= Marcellus Schiffer =

German writer (1892–1932)

Marcellus Schiffer was the name used by Otto Schiffer (20 June 1892 – 24 August 1932), a German cabaret writer, graphic designer, painter and librettist.

==Life==
Schiffer was born in Berlin. His father, Siegfried Schiffer (1849–1897), was a Jewish timber merchant who died when the boy was age five. He passed his school final exams (Abitur) and went on to train with Emil Orlík as an artist, including illustrator. He was very soon forced to acknowledge that his true calling lay elsewhere, as a writer of satirical texts. During this part of his career he worked as a writer and illustrator, also producing poetry.

In the early 1920s, Schiffer got to know Marguerite "Margo" Lion, the Constantinople-born French cabaret singer who had come to Berlin in order to study at the city's Russian ballet school. Motivated, some suggest, by morbid jealousy, Schiffer turned his own talents towards the world of cabaret. He developed in Berlin a genre of his own that combined literary revue with cabaret, working between 1922 and 1925 on the shows Wilde Bühne, Rampe Tütü, Größenwahn and Katakombe.
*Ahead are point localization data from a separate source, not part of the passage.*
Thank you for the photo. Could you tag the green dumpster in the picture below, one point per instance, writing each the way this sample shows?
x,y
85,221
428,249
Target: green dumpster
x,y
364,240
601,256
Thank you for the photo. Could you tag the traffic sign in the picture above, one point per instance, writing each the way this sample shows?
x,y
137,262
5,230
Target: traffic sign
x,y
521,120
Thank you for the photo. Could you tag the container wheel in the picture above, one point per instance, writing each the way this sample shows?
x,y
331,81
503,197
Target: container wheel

In November 1923, Lion made her own performance debut with the song created by Schiffer "The Line of Fashion" ("Die Linie der Mode"). Some years later, in 1928, the two of them were married.
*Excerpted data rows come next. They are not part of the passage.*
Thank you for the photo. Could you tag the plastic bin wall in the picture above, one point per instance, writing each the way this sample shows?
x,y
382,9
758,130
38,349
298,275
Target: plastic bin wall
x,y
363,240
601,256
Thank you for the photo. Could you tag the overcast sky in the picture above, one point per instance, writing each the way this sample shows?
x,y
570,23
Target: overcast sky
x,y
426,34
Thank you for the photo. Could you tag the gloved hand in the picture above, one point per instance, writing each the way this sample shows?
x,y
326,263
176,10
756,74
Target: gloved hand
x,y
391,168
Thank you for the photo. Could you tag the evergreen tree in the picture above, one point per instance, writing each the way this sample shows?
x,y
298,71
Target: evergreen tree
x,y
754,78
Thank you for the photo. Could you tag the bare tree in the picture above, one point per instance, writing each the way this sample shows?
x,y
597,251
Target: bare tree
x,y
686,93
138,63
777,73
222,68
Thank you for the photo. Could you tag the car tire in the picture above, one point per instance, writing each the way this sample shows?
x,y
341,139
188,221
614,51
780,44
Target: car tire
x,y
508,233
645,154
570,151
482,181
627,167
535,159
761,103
Another defining collaboration involved the Russian-born composer Mischa Spoliansky who at this time as living in Berlin, and whom Schiffer first met in 1925. Together, the two of them devised a new form of sharply humorous musical theatre that combined elements of cabaret and of revue. Their first major production, Es liegt in der Luft (It's in the Air) was an instant hit with German audiences. It can be seen as Germany's first musical. However, the term was not used in Germany at this time, and the work was generally perceived as a revue.
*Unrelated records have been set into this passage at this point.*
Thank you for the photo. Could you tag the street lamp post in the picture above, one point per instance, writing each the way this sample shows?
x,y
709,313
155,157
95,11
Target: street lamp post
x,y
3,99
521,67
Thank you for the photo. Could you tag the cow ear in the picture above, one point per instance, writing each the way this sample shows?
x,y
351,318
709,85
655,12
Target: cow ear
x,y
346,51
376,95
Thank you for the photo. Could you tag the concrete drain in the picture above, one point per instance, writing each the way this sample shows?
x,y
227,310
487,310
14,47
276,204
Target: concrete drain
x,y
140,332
It was a stage breakthrough in other ways, too. Lion starred alongside her younger friend, not yet famous, Marlene Dietrich. One of the highlights was the duet which the two sang together "Wenn die beste Freundin mit der besten Freundin". From now on, Schiffer was much in demand as a writer of musical cuplés in Weimar Germany.

Similarly fruitful was his relationship with the composer Paul Hindemith. This gave rise, in 1929, to the opera News of the Day (Neues vom Tage). He had written the libretto of this short opera for Hindemith a couple of years earlier.

Together with the collaborations highlighted above, Schiffer also wrote libretti for Friedrich Hollaender, Rudolf Nelson, Werner Richard Heymann and Allan Gray.

==Death==
On 24 August 1932, Schiffer, who seems to have suffered from depression, ended his life by taking an overdose of sleeping tablets.